Tiark Rompf graduated EPFL in the Scala team, where he developed the Lightweight Modular Staging framework (LMS), which compiles domain-specific programs to efficient and parallel code for GPUs, multi-threaded CPUs and clusters. Currently Tiark is a professor at Purdue University and he just got the best paper award in the most prestigious conference in databases, VLDB, for a paper applying the Lightweight Modular Staging technique for databases queries. Tiark will be discussing LMS.
Vlad Ureche is a PhD student in the Scala Lab at EPFL, where he's working on optimizing high-level patterns in the Scala programming language down to fast JVM bytecode. His main project, miniboxing (scala-miniboxing.org), is aimed at compiling generic classes down to very efficient bytecode. Vlad also contributed to the Scala compiler in the areas of specialization, the JVM backend and on the scaladoc tool, where you may have seen the diagrams and the implicit member listings he developed.
Vlad's talk is titled Miniboxing: JVM Generics without the overhead. The following abstract provides an overview of this talk:
Generics are now a must-have in any statically typed programming language. Yet, there is a strong tension between the uniform interface exposed to programmers and the low level implementation, which has to deal with data of different sizes and semantics: booleans, integers, floating-point numbers and heap objects. Different languages have taken in very different paths to implementing generics, each with its own advantages and drawbacks. In Java and other JVM languages the standard is boxing primitive values, meaning that heap objects are used to carry primitive values. This leads to significant slowdowns and increased heap consumption, especially when using generic collections for primitive types.

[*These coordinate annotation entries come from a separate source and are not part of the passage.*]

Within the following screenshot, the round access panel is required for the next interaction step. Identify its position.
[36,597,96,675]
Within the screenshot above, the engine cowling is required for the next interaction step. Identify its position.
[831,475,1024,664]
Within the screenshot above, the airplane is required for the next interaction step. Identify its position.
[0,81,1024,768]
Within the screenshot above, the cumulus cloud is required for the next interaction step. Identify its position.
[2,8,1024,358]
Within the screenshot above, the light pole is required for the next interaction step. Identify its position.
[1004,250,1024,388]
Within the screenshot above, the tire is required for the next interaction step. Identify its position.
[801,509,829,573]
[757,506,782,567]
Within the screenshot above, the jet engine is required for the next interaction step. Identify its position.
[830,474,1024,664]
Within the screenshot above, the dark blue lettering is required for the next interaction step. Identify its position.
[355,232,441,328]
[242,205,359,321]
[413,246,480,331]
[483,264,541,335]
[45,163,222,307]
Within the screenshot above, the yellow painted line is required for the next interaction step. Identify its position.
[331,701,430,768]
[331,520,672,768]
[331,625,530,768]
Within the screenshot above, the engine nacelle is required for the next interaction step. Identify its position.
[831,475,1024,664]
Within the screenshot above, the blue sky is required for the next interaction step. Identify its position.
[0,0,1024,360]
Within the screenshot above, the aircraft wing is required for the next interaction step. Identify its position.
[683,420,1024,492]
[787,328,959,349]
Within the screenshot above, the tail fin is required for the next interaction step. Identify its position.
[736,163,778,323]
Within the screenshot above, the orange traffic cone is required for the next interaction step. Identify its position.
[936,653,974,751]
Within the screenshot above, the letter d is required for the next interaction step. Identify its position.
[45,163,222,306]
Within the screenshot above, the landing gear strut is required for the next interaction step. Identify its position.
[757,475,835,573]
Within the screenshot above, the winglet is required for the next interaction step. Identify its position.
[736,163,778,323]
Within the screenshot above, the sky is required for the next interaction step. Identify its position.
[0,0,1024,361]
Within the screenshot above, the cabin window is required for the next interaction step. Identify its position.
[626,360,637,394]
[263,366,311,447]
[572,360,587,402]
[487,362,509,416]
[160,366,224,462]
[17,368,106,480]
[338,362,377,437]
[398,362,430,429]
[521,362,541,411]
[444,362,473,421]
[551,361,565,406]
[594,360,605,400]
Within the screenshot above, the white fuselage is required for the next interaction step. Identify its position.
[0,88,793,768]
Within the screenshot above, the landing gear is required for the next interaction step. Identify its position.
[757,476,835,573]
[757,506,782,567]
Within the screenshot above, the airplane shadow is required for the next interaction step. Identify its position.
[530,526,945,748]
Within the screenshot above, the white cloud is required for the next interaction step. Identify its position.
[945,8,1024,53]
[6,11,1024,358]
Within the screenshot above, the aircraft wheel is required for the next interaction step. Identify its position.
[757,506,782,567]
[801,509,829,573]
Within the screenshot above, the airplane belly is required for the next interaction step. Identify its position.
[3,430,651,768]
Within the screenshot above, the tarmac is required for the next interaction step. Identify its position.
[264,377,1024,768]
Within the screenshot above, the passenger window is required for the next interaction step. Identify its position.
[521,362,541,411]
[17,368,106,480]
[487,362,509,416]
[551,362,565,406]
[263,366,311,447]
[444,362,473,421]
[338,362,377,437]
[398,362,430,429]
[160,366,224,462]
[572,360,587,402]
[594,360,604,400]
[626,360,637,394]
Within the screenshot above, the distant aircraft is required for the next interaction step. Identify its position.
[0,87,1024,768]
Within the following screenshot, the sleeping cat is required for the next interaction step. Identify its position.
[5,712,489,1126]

Scala proposes specialization as an alternative to boxing: the compiler can duplicate and adapt user code for each primitive type, thus using unboxed data. Specialization has been shown to reliably speed up code and is extensively used in established community libraries, such as spire (non/spire) and breeze (scalanlp.org). But statically duplicating code can result in significant jar sizes and long compilation times. For example, specializing a 3-element tuple, which takes three type parameters, yields 1000 almost-identical classes.
In the miniboxing project we set out to reduce the static bytecode size while maintaining optimality: we build on the idea of tagged union, thus offering a single variant of the code for all primitive value types. This means the 3-element tuple can now be specialized with just 8 classes. But matching the performance of specialization was a long and convoluted journey. In this presentation I will explain the basics of miniboxing and show what we had to do to match the speed of specialized code.
The project's website, scala-miniboxing.org, contains all you need to get started: the miniboxing compiler plugin, documentation, usage examples and benchmarks.